Henry Louis Holmes was an early leader in Arlington's African American community. Enslaved before the Civil War, Holmes was drawn to Arlington by Freedman's Village. While little is known about his early life, after the war Holmes served as a leader in the Radical Republican political party, was active in the black community through the Mason and Odd Fellow fraternal organizations, and served as a trustee for St. John's Baptist Church. In 1882 he helped to found the Butler-Holmes community, where he lived with his wife Emma and their children.

Collection: Neighborhoods

William H. Butler was an early leader in Arlington's African American community. Butler, his wife Anne, and their four children were enslaved before the Civil War. They were drawn to Arlington by the Freedman's Village contraband camp. He served in the Union Army from 1863 to 1865. He served as Commissioner of Roads in 1879, as Surveyor of the Roads and Superintendent of the Poor throughout the 1880s, and he was the co-founder of the Butler-Holmes black neighborhood in 1882. The Butler family lived in the family home, pictured here, in that community into the modern era.

Collection: Neighborhoods

Butler-Holmes was founded in 1882 by African American community leaders and politicians William H. Butler and Henry Louis Holmes. The neighborhood was founded as a middle class African American community.

Butler-Holmes was an early streetcar suburb in Arlington. The community originally grew along the Washington, Arlington, and Falls Church Railway trolley line and followed the suburban ideals of the time in housing type. This photographs shows two popular housing choices in the neighborhood via Butler's Queen Anne style home on the left, and Holmes' Bungalow style home on the right.

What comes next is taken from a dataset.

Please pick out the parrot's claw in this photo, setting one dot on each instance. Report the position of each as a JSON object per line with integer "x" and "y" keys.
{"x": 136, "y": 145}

Today Butler-Holmes is known as Penrose.

Collection: Neighborhoods

At Hunter Station the Fort Myer Branch of the Washington, Alexandria, and Falls Church commuter rail line met with trolley car lines. Hunter Station was located within the African American Butler-Holmes community, today called Penrose. With connections to Rosslyn, Georgetown, and downtown Washington, these lines helped to expand Butler-Holmes throughout the early twentieth century. The community was also served by the Columbia Station near present-day Columbia Pike and Walter Reed Drive, but the station's exact location is not known. Today Hunter Station is a private residence.